Panamanian prosecutors raided the offices of Mossack Fonseca, the law firm at the center of the “Panama Papers” scandal, seeking possible links to Brazilian engineering company Odebrecht, the attorney general’s office said on Thursday.
“Raid of offices of law firm that created limited liability companies in Brazil linked to #LavaJato #PanamaPapers,” the attorney general’s office said on Twitter, without providing more details.
The Panama Papers, which consist of millions of documents stolen from Mossack Fonseca and leaked to the media in April last year, provoked a global scandal after showing how the rich and powerful used offshore corporations to evade taxes.
Photo: Reuters
Ramon Fonseca, a partner at Mossack Fonseca, denied that his company had a connection to Odebrecht, which has admitted to bribing officials in Panama and other countries to obtain government contracts in the region between 2010 and 2014.
“Mossack Fonseca has no relationship with Odebrecht, nor with any other Lava Jato company,” Fonseca told reporters, referring to companies involved in the so-called Lava Jato probe centered on Brazil’s state-run oil company Petroleo Brasileiro SA.

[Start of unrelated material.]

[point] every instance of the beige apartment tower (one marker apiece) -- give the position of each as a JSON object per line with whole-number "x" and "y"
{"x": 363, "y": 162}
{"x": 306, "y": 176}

“They’re using me to divert attention,” he said.
Fonseca also accused Panamanian President Juan Carlos Varela of directly receiving money from Odebrecht, Latin America’s largest engineering company.
Varela “told me that he had accepted donations from Odebrecht because he could not fight with everyone,” Fonseca said, without giving more details.
Varela denied at a media conference that he received donations from Odebrecht, adding that he would make all donations to his political campaign public yesterday.
Odebrecht did not respond immediately to requests for comment.